A few papers relating to a conversation I'm not particularly interested in. For the record, in the West:
Selection worked strongly in favor of very tall men, not just against short men. Since there were no hints of any evolutionary check on this selection, these findings suggest unconstrained directional selection for tallness in men. [Evidence of unconstrained directional selection for male tallness]
And:
Height was weakly but significantly related to reproductive success [among women]. The relationship was U-shaped, with deficits at the extremes of height. This pattern was largely due to poor health among extremely tall and extremely short women. However, the maximum reproductive success was found below the mean height for women. Thus, selection appears to be sexually disruptive in this population, favouring tall men and short women. Over evolutionary time, such a situation tends to maintain sexual dimorphism. Men do not use stature as a positive mate-choice criterion as women do.
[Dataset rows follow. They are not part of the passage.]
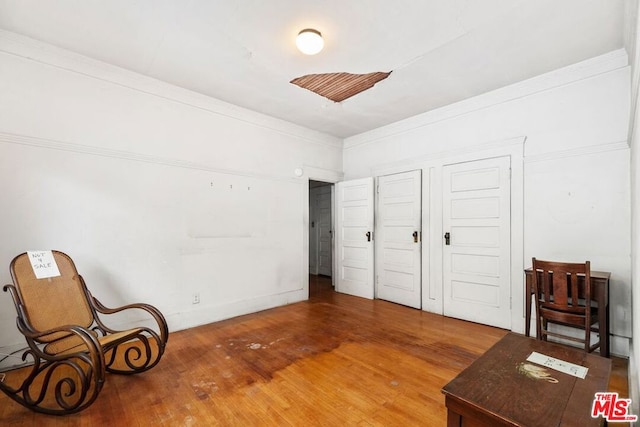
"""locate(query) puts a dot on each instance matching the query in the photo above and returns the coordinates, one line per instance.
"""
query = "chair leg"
(56, 387)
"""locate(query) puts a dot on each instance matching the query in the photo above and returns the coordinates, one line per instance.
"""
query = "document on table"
(558, 365)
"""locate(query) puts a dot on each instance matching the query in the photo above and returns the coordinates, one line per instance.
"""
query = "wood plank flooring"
(332, 360)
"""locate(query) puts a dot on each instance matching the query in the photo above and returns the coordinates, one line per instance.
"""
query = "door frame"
(432, 262)
(310, 173)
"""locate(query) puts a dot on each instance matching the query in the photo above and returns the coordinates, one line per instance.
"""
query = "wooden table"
(599, 294)
(494, 392)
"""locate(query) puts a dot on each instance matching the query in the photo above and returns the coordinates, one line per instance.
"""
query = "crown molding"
(51, 144)
(563, 76)
(37, 51)
(578, 152)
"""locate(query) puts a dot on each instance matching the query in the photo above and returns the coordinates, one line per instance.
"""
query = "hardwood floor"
(332, 360)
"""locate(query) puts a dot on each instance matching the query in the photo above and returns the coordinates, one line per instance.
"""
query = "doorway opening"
(321, 233)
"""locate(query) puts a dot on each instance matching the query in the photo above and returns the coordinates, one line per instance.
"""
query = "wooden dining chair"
(563, 297)
(70, 347)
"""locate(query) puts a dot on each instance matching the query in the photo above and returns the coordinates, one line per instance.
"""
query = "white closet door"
(354, 237)
(476, 244)
(398, 238)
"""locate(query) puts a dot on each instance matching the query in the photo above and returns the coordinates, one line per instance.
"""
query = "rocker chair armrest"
(89, 339)
(153, 311)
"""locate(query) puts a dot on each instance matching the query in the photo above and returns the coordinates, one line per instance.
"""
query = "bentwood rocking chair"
(563, 297)
(71, 347)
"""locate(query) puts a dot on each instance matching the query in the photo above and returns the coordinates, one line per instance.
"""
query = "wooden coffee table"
(494, 391)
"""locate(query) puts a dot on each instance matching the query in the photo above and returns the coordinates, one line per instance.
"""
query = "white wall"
(157, 193)
(632, 42)
(575, 187)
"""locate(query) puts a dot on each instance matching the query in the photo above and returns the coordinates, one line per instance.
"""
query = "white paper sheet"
(43, 264)
(558, 365)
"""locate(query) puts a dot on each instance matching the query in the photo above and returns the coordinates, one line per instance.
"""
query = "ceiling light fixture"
(309, 41)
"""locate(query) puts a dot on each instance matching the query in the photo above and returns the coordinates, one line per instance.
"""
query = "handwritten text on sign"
(43, 264)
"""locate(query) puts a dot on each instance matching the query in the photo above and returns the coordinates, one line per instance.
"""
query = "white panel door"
(323, 222)
(354, 237)
(476, 243)
(398, 238)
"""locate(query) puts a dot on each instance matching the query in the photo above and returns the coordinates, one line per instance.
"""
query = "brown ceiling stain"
(339, 86)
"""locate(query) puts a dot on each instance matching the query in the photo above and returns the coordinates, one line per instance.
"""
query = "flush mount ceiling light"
(309, 41)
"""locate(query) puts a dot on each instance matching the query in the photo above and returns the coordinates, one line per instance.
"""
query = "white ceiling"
(243, 51)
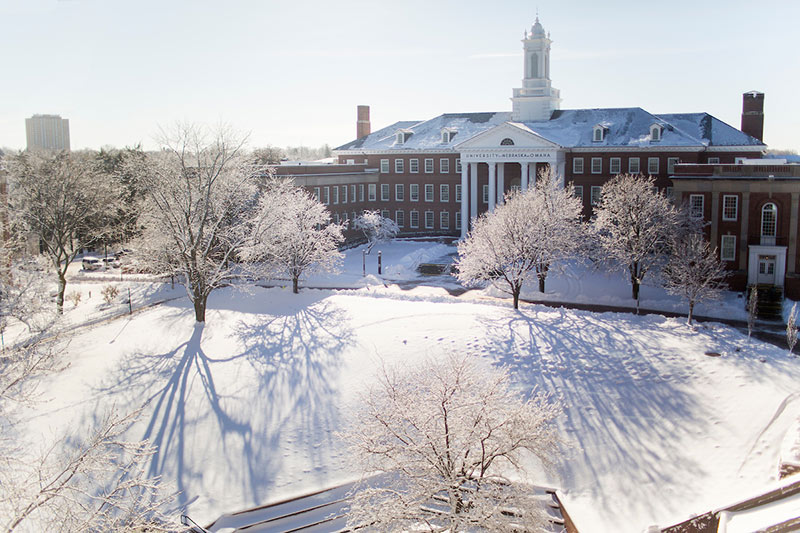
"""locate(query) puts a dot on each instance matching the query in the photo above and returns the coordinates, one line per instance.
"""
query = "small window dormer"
(448, 134)
(656, 132)
(599, 133)
(402, 136)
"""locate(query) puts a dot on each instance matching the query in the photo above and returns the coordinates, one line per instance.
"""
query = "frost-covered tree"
(525, 235)
(85, 484)
(292, 233)
(447, 432)
(693, 271)
(375, 227)
(634, 225)
(791, 329)
(61, 200)
(200, 193)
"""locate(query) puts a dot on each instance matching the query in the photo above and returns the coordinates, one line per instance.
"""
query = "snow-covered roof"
(427, 134)
(570, 128)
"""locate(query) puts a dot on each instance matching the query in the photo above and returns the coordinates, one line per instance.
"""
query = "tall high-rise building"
(49, 132)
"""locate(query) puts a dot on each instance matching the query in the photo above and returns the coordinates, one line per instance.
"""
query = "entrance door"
(766, 269)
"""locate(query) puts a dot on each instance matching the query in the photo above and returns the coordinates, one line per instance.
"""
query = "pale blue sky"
(292, 73)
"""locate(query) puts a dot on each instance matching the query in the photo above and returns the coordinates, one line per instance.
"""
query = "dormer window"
(402, 136)
(599, 133)
(656, 131)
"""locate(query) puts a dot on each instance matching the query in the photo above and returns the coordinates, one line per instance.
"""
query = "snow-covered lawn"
(245, 410)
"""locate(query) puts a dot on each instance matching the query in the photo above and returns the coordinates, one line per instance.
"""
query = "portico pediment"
(509, 136)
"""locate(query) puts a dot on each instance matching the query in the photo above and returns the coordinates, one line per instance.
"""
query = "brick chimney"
(753, 114)
(362, 126)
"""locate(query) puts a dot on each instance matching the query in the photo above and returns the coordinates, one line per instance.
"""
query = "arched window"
(769, 223)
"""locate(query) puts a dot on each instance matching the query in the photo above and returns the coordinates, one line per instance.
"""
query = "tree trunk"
(62, 289)
(200, 306)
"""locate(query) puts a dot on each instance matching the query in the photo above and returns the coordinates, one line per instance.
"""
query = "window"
(730, 207)
(727, 248)
(652, 165)
(428, 219)
(596, 195)
(769, 219)
(671, 162)
(696, 205)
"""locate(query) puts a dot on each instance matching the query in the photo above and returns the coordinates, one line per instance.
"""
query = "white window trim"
(735, 207)
(731, 238)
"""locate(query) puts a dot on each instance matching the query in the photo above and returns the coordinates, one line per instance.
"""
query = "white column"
(464, 198)
(492, 186)
(501, 183)
(473, 190)
(523, 176)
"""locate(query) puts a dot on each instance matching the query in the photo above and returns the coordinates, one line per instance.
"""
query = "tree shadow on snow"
(220, 427)
(626, 410)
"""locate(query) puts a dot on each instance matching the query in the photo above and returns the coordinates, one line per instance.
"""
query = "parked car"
(92, 263)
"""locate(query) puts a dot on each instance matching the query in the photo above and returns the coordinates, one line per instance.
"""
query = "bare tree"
(525, 235)
(694, 272)
(96, 484)
(791, 329)
(200, 191)
(59, 198)
(634, 225)
(292, 233)
(446, 432)
(375, 227)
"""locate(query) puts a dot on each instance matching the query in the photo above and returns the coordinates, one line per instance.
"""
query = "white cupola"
(536, 99)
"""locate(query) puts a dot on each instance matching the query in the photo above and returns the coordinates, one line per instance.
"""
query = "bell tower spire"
(536, 99)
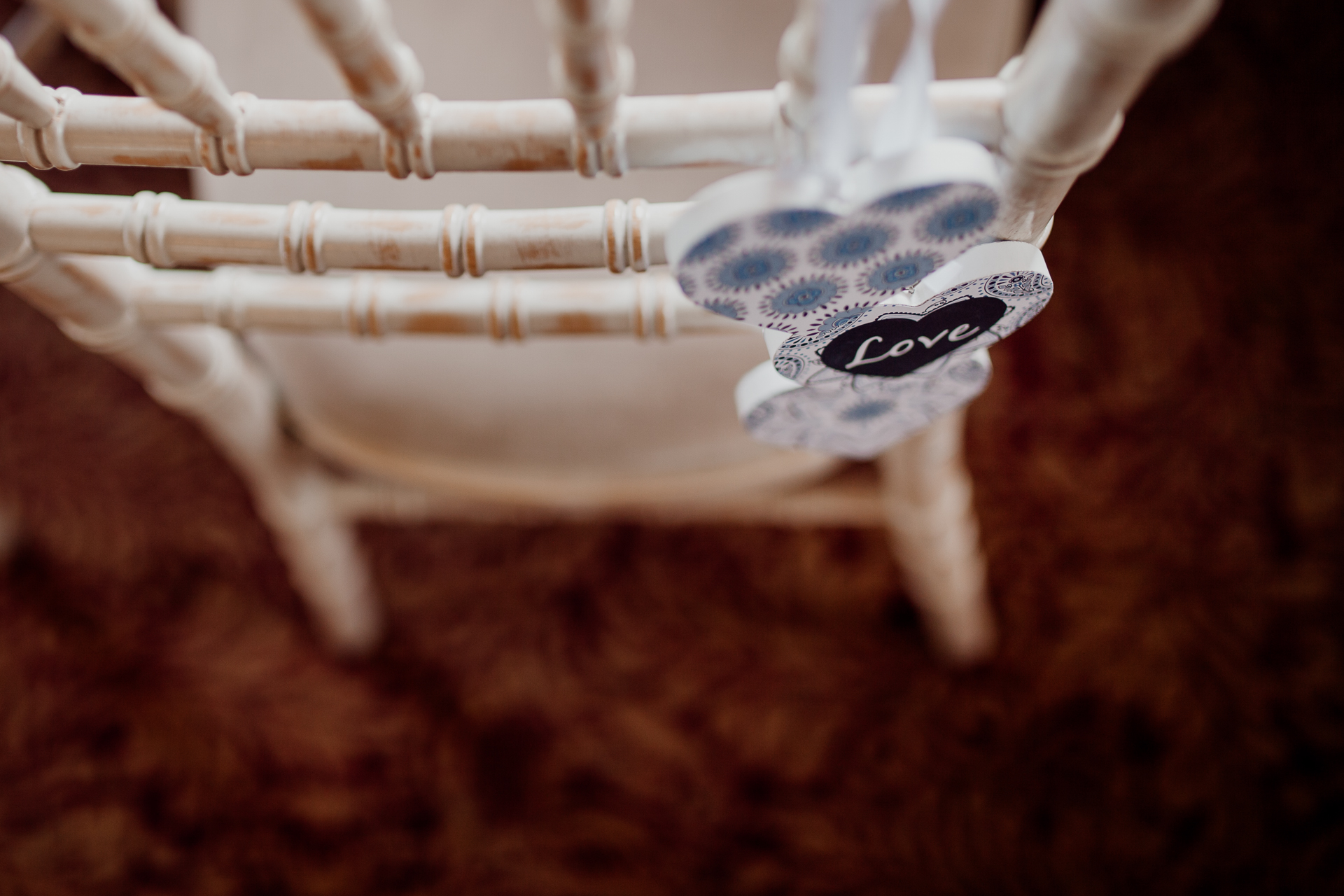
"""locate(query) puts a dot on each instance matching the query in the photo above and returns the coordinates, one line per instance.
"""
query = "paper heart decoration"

It is argued that there is good evolutionary reason for this, because men are orientated towards cues of fertility, and female height, being positively related to age of sexual maturity, is not such a cue. [Women's height, reproductive success and the evolution of sexual dimorphism in modern humans]
Whereas, in Africa:
In Western societies, height is positively correlated with reproductive success (RS) for men but negatively correlated with RS for women. These relationships have been attributed to sexual selection: women prefer tall men, and men prefer short women. It is this success in the marriage market which leads to higher RS for tall men and short women. We have already shown that the relationship between height and RS for women is quite different in a non-Western context. In a subsistence farming community in rural Gambia, height is positively correlated with reproductive success for women, largely owing to the higher survival of the children of tall women. Here, the relationship between height and reproductive success is analyzed for men in the same community. For these Gambian men, there is no significant relationship between height and the number of children they produce, although tall men do contract more marriages than shorter men. We conclude that environmental context needs to be taken into account when analyzing human reproductive behavior. [Height and reproductive success: How a Gambian population compares with the west]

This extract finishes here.